Damit im sechsten Anlauf mit der aus Brüssel geholten neuen Kandidatin – Kaljulaid war in den letzten 12 Jahren Estlands Vertreterin im Europäischen Rechnungshof – nichts mehr schief gehen konnte, stimmte das Parlament am Montag erst über sie ab, als es keinen Gegenkandidaten mehr gab und auch keiner mehr aufgestellt werden konnte. Mit 81 der 101 Abgeordnetenstimmen wurde die 46-jährige nicht nur jüngstes estnisches Staatsoberhaupt seit Verabschiedung der Verfassung von 1992, sondern auch die erste Frau in diesem Amt.
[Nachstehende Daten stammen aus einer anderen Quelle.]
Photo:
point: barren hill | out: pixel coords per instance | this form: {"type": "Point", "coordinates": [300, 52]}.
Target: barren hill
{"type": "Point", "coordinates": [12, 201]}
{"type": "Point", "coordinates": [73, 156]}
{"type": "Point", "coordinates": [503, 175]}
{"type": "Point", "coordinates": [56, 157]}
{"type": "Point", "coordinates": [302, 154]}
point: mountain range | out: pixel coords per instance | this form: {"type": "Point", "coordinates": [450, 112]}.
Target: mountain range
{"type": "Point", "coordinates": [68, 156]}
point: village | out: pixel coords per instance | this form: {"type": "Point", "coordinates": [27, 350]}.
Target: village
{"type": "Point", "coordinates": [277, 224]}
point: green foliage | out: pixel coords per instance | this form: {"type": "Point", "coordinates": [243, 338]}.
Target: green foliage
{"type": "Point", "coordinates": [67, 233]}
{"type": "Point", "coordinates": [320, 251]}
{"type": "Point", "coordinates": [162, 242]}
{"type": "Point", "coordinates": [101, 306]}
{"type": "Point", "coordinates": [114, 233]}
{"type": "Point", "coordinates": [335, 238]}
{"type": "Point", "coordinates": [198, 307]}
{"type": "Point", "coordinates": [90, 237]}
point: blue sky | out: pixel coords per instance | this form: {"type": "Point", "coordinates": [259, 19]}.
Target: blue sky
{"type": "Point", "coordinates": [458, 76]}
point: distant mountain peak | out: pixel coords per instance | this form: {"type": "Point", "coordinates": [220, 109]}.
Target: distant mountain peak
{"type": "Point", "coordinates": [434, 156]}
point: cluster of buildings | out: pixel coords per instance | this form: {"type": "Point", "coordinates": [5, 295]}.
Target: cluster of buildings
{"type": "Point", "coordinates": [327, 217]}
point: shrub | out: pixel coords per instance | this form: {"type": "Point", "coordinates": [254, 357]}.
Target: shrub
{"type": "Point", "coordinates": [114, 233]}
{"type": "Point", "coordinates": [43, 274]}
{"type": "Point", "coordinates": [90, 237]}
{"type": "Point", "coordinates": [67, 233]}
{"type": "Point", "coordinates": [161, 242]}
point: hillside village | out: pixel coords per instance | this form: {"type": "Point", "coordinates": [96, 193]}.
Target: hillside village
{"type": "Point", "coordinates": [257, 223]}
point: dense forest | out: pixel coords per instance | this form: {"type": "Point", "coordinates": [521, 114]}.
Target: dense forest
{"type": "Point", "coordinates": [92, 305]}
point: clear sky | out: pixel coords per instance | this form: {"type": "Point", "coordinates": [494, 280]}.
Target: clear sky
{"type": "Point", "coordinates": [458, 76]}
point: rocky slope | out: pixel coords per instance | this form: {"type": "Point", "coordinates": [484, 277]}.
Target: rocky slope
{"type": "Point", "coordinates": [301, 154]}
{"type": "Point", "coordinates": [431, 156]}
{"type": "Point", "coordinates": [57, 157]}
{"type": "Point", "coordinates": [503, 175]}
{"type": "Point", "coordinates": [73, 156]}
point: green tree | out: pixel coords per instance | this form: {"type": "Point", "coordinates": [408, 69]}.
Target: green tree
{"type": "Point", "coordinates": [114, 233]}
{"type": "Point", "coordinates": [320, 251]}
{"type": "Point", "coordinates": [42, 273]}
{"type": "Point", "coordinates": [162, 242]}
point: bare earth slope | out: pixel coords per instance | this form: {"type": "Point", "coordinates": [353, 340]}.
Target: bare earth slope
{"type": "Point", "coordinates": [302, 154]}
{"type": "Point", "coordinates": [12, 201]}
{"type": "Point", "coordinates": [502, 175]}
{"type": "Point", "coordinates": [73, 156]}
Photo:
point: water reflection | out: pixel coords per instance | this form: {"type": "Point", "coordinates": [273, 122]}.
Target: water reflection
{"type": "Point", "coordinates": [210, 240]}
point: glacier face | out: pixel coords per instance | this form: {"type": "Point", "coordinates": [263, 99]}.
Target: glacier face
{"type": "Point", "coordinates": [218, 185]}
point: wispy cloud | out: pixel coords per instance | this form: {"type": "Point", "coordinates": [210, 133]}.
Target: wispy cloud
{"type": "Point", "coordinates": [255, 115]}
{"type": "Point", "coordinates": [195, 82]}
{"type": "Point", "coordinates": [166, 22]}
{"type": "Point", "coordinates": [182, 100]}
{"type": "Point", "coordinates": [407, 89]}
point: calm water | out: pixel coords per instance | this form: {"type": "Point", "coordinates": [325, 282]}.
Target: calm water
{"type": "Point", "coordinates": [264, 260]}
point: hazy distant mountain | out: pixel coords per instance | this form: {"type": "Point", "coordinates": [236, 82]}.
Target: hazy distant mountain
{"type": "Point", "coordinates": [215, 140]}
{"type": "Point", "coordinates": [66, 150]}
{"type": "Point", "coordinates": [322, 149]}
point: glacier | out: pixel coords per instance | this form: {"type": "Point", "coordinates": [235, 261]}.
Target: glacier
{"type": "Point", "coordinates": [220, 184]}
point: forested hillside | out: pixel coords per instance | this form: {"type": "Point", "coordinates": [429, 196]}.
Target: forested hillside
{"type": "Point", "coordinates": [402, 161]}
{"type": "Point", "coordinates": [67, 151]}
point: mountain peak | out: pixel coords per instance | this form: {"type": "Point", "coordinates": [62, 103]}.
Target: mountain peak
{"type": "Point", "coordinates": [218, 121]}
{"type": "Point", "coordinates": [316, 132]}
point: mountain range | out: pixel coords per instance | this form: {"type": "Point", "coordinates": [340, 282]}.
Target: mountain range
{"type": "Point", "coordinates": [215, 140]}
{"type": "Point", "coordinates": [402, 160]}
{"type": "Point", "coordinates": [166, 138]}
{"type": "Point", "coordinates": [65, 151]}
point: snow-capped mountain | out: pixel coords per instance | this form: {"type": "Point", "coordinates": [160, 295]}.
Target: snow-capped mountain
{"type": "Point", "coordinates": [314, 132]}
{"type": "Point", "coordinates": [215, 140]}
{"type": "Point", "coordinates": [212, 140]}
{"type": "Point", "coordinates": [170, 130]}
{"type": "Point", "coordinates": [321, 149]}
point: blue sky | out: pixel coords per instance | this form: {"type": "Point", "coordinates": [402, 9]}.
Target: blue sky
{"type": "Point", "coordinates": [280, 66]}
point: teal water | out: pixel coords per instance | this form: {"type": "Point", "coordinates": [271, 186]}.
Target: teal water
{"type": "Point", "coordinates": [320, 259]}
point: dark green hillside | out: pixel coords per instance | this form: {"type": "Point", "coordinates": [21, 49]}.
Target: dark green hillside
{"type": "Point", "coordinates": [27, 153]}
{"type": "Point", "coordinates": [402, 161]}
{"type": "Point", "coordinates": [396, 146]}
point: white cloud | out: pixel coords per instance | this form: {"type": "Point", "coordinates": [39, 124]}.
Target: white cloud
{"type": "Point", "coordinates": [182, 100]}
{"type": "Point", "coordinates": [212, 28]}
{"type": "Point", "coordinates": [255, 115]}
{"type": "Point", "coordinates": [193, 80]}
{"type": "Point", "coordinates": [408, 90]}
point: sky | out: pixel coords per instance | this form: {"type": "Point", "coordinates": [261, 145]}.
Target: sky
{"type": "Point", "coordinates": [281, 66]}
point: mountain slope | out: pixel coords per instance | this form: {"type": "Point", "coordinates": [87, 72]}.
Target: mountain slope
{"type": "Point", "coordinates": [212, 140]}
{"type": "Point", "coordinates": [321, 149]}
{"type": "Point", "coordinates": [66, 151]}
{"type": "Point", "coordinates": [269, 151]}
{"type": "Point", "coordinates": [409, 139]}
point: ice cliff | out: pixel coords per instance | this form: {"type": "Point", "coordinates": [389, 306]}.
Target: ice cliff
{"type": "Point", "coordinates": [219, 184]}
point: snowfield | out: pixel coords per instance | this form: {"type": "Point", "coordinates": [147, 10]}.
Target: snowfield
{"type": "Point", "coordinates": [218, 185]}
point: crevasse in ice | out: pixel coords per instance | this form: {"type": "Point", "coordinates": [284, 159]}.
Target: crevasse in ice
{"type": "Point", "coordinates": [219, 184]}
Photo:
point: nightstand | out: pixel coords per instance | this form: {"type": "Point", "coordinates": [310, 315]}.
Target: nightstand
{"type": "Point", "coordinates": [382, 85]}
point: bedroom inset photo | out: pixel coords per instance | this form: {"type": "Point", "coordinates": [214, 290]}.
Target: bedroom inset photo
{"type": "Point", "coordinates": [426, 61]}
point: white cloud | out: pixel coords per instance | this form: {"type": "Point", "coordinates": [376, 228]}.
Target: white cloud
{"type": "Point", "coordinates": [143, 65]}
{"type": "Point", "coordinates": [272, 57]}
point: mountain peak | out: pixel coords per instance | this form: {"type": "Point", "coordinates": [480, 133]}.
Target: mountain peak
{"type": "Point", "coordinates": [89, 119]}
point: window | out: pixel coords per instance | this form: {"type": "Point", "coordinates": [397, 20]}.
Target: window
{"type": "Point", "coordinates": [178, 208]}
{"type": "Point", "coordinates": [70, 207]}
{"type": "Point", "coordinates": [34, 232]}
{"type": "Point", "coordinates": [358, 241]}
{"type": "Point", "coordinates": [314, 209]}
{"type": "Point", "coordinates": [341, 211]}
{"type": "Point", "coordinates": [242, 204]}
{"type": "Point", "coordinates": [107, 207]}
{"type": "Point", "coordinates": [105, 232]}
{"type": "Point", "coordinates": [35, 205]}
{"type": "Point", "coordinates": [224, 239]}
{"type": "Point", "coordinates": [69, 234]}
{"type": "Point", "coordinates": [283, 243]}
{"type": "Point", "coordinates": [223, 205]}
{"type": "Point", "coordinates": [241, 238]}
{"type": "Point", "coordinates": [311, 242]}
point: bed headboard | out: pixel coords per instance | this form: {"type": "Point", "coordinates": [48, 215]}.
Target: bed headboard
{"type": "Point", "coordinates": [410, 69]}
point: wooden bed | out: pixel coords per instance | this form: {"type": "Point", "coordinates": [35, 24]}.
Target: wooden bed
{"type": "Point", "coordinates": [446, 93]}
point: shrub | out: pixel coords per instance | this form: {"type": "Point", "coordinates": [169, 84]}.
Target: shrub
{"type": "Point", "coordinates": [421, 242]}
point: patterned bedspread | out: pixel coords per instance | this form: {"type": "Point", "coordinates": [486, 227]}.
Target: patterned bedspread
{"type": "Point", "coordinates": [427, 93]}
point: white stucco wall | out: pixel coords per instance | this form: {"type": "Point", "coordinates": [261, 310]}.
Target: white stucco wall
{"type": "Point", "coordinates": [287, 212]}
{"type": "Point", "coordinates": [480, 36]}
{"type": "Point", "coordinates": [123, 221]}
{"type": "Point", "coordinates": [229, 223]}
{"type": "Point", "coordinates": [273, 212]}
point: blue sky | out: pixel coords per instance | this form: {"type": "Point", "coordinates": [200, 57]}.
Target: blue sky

Der kleine Haken: Ihre überraschende Nominierung war das Ergebnis einer undurchsichtigen Mauschelei im parlamentarischen Ältestenrat. Mehrere Abgeordnete beklagten, so seien zuletzt zu Sowjetzeiten Ämter besetzt worden – mit einem demokratischen Prozess habe das aber wirklich nichts zu tun.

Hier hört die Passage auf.